I understand what you are saying Brian and I don't disagree that I should wait until my fasting readings are higher to start a basal insulin and I wouldn't consider fast-acting until my readings don't come down quick enough. One of my concerns is getting frequent lows. Right now my fastings are running about 108-115. To clarify, the 265 and 250 readings were 2h pp in the evening (yes, I ate cereal before bed). The urine and ketones showed up in an evening test and not after exercising. I always wash my hands before I test and have compared my meter to the lab during yearly fasting tests so I know it's accurate. I've read that Metformin can help somewhat,but doesn't preserve beta cells directly, but thiazolidinediones have been found to preserve beta cells. My purpose now is to preserve beta cells, so I don't have to go on insulin for as long as possible.

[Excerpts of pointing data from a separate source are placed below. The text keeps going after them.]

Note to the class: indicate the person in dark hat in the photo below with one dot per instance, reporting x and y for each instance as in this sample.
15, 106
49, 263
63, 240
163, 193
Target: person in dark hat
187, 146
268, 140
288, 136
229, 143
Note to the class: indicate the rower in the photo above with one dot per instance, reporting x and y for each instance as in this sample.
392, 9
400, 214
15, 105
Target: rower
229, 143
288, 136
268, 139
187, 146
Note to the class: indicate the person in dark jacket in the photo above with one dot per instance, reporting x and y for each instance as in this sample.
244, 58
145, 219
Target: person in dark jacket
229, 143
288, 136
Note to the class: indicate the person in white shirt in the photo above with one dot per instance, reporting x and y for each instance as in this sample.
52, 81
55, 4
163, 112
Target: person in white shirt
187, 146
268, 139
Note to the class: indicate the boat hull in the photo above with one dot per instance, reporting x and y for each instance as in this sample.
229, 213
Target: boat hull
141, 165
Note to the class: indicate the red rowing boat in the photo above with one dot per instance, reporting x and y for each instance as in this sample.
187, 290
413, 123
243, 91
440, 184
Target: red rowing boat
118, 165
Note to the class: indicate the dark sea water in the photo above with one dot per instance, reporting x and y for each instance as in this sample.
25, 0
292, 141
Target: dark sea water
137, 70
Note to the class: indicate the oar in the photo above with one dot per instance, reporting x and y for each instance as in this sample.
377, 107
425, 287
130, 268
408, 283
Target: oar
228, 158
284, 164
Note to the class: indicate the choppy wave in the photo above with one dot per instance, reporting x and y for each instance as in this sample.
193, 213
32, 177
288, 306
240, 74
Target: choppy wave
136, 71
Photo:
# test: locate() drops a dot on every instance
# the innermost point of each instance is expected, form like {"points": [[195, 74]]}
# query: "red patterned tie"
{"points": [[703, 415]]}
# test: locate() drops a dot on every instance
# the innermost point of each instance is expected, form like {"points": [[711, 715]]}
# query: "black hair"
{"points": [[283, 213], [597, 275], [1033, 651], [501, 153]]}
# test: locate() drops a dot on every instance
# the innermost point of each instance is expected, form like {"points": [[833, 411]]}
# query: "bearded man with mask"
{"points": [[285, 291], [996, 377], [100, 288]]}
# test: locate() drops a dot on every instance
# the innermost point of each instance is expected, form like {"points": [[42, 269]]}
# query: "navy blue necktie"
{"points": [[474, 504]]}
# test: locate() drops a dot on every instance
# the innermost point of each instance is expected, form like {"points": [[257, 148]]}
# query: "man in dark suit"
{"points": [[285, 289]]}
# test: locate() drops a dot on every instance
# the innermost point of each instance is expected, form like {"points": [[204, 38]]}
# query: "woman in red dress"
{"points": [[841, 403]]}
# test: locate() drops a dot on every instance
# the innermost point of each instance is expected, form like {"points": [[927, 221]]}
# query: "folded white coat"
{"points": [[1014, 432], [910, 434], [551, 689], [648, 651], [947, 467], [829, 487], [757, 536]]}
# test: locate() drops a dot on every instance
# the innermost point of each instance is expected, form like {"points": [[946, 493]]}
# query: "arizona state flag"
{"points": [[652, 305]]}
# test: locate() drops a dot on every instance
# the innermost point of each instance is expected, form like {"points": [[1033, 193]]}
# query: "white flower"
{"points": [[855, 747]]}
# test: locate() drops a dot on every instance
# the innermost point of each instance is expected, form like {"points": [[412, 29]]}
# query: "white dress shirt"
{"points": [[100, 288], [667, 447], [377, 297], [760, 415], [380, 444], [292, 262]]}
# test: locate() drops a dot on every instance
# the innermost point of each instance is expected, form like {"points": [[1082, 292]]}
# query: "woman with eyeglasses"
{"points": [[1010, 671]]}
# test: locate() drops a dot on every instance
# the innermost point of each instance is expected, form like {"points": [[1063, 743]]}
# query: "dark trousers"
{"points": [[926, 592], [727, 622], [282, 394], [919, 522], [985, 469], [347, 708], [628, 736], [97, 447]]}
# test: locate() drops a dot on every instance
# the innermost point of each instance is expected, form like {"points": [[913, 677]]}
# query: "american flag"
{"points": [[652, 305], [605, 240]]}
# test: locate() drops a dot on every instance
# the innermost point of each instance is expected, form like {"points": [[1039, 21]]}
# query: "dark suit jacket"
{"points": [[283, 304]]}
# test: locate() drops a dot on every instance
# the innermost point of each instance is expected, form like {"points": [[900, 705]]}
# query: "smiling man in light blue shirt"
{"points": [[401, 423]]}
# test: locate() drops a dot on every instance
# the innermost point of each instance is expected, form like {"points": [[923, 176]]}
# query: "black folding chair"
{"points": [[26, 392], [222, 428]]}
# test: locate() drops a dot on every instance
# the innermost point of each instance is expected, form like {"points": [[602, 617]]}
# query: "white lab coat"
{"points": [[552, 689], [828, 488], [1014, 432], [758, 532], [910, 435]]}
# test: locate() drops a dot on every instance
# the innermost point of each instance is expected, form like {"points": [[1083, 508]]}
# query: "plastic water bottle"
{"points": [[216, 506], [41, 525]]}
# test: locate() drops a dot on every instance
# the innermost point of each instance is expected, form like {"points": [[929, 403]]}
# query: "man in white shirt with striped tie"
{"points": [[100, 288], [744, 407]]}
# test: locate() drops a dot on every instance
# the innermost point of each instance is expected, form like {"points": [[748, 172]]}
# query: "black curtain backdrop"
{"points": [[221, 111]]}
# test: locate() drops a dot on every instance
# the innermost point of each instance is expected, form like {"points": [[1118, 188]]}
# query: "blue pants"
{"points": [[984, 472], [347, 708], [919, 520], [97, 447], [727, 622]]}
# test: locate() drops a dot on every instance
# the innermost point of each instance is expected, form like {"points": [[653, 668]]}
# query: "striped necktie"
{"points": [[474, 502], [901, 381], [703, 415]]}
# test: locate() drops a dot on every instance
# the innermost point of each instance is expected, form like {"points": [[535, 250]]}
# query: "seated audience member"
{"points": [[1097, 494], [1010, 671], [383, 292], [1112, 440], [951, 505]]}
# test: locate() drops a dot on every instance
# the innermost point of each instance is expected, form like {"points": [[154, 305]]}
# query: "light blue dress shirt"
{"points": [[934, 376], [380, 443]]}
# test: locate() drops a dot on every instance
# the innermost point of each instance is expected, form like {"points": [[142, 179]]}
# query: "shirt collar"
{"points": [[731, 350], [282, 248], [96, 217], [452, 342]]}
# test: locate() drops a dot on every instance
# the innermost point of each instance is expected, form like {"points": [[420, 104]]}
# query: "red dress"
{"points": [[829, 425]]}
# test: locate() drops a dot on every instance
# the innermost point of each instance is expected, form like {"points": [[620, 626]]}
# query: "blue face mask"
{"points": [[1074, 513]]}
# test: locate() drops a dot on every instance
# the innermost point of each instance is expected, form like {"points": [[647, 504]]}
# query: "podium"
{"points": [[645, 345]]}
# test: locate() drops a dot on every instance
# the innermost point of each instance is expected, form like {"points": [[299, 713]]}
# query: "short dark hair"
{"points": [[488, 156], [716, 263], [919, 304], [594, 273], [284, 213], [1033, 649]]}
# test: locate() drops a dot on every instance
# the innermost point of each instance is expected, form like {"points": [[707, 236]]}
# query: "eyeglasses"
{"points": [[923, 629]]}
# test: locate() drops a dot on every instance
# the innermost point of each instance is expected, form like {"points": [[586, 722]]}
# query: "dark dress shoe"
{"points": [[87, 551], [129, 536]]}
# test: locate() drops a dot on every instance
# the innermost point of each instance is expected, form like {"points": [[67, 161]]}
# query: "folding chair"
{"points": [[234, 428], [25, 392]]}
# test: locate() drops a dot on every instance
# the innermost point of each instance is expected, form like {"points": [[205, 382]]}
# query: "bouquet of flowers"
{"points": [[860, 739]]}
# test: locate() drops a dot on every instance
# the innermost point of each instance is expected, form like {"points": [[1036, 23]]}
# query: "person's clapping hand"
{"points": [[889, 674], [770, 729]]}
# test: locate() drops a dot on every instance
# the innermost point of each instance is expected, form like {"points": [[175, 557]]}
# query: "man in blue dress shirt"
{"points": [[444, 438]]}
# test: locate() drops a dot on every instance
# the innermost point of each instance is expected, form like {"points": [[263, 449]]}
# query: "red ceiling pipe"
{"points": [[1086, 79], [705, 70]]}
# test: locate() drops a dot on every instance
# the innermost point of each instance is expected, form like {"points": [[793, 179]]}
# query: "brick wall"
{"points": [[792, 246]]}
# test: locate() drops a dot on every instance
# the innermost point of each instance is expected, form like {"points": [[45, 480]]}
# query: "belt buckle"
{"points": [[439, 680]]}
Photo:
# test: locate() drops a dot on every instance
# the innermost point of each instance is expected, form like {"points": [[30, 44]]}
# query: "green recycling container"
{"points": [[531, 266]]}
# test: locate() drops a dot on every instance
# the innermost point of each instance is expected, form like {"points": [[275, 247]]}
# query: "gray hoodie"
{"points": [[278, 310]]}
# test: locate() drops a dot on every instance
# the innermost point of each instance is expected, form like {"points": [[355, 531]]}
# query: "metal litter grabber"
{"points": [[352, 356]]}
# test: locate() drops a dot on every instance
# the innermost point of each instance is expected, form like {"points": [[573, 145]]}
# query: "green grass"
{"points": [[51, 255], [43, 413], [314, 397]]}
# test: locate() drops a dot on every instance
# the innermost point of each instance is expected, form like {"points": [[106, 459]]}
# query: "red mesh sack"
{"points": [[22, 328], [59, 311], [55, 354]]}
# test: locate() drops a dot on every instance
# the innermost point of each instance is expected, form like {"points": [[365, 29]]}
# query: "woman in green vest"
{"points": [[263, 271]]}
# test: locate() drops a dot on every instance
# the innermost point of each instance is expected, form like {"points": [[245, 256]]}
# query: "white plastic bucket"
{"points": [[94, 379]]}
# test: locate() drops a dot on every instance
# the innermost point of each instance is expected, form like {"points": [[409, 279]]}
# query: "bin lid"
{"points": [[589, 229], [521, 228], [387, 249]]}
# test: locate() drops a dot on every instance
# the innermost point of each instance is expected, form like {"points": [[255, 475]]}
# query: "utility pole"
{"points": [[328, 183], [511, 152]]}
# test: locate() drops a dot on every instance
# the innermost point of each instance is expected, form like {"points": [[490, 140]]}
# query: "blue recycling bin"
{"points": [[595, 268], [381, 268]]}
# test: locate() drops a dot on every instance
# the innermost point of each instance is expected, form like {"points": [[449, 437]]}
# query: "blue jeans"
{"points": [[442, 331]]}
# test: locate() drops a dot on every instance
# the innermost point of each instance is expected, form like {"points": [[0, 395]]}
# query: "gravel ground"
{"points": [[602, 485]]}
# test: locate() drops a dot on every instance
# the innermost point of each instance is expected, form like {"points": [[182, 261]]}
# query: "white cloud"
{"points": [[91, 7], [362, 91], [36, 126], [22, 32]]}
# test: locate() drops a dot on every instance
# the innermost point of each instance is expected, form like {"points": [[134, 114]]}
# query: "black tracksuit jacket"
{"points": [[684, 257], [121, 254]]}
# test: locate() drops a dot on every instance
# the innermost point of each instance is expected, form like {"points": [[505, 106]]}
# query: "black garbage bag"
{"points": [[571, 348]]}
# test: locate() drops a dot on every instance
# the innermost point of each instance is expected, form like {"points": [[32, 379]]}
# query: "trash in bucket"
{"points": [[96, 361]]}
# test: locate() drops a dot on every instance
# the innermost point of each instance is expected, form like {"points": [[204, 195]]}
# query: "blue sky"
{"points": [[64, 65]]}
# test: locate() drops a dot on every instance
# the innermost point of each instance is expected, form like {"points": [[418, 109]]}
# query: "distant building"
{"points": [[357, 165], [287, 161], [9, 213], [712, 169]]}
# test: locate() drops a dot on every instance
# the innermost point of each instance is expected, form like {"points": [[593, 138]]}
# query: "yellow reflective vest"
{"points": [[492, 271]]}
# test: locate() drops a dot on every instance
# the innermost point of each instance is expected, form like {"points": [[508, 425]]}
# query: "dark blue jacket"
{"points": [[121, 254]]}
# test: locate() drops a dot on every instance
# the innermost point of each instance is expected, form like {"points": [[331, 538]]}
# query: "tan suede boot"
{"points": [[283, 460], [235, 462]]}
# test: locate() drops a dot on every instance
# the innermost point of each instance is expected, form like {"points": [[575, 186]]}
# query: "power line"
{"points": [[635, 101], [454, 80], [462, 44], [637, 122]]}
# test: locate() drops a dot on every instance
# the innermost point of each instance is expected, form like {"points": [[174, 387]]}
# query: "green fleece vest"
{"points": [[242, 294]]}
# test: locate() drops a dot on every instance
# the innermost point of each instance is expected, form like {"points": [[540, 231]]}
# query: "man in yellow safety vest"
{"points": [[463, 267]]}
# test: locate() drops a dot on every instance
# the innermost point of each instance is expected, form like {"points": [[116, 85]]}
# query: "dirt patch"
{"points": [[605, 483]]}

The comment about my GAD test being barely readable and has some level of noise in the test interests me. The studies I have read (particularly "Latent Autoimmune Diabetes in Adults (LADA): Usefulness of Anti-GAD Antibody Titers and Benefit of Early Insulinization")compare high and low titre GAD antibodies but use U/ml as units while mine was in nmol/l. I was trying to convert it to determine if I have low titres but had no luck. I went on the MAYO clinic site http://www.mayomedicallaboratories.com/test-catalog/Clinical+and+In... to read the test interpretation and from there it seems like anything over .03 was significant. So if you are able to determine high versus low I'm curious to know how.
Also, I forgot to ask… How important is it to stay under 140 at 1 hr in preserving beta cells? I tried reducing meals to 30 g carbs and still spiked at 167. I’m lowering it to 22g to see if I can stay under 140 at 1 hr.
I was diagnosed as diabetic at 1 reading of 279, so I disagree with that part of what you're saying. Of course I had multiple other red flag symptoms and lab results and I should have been immediately hospitalized as I was in dka. But still, my doctor did get that part right at least.
Please understand that the study you refer to "Latent Autoimmune Diabetes in Adults (LADA): Usefulness of Anti-GAD Antibody Titers and Benefit of Early Insulinization" started insulin in patients "early" when their HbA1c reached 7%. Mellita has been a passionate advocate for starting insulin early instead of messing around with ineffective oral mediations and waiting until you end up in the emergency room and I totally agree with her. And I even go further than Melitta and feel like everyone deserves early effective treatment (yes even T2s).
And yes, I believe that sustained blood sugars over 140 mg/dl start to do damage and in particular cause damage to beta cells (glucotoxicity). The standard of treatment for all people should be to minimize damaging blood sugars (over 140 mg/dl) and to not treat to "failure." Current T1 and T2 approaches only escalate treatment when your A1c goes above 7% or you end up in the ER close the "bad stuff." We deserve better.